Since 2017, I have been tracking several statistics that approximately represent the quality of the Wikitree database. Following is a summary as of Nov 2020:
Overall status: 25 M total profiles; 20.8 M or 83% are connected; 7.4 M or 30% have DNA links (from Wikitree info).
Profiles with known consistency issues: 104,000 or 0.4% of all profiles (based on Suggestions report data).
Sourcing: about 18% with 3 or more sources, 34% with 1-2 sources, 12% poorly sourced, 26% unsourced, and 10% unavailable (Unlisted/Red/Orange privacy) (based on random sampling).
Undated profiles: 506,000 (based on Suggestions report) (Profiles with no date information, and often no information.)
Identified Duplicates: about 1-8% (based on Wikitree Match suggestions and random sampling).
Compared with Jun 2020 when I last reported on these statistics, there are 1.4 M more profiles.
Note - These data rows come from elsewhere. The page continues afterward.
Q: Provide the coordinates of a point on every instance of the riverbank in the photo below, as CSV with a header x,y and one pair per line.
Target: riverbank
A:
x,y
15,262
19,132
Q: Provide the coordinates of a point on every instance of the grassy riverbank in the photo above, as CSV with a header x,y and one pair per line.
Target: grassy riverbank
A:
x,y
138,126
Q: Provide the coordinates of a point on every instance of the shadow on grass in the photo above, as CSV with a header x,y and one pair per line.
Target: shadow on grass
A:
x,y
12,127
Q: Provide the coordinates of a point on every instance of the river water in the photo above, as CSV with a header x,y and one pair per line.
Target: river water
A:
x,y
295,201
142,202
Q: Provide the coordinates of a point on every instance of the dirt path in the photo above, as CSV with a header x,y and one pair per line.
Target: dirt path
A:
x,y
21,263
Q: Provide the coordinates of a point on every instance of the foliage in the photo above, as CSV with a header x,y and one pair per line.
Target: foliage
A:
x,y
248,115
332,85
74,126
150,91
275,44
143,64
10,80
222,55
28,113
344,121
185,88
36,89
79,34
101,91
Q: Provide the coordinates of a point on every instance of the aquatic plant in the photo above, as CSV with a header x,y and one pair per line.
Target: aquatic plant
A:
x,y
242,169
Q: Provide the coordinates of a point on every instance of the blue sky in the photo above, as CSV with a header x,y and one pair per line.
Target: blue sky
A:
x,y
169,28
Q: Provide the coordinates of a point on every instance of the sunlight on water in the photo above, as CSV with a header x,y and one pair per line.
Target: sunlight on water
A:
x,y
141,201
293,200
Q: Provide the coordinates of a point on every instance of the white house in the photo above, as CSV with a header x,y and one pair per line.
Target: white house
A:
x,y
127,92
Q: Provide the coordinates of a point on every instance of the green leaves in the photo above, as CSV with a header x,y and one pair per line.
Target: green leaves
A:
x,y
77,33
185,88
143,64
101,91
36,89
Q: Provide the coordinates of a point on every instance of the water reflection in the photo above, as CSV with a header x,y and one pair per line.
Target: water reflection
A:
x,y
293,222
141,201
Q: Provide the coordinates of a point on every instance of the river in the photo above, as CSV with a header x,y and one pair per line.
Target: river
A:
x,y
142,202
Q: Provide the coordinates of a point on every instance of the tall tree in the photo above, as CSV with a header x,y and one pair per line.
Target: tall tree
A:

The fraction of profiles with 1 or more sources is about 52%, up from June.
The number of profiles with known consistency errors has dropped from 107,000 to 104,000. The number of undated profiles has dropped from 517,000 to 506,000. The estimate of % duplicates is unchanged.
A Free Space page is available with graphs, historical data and technical details.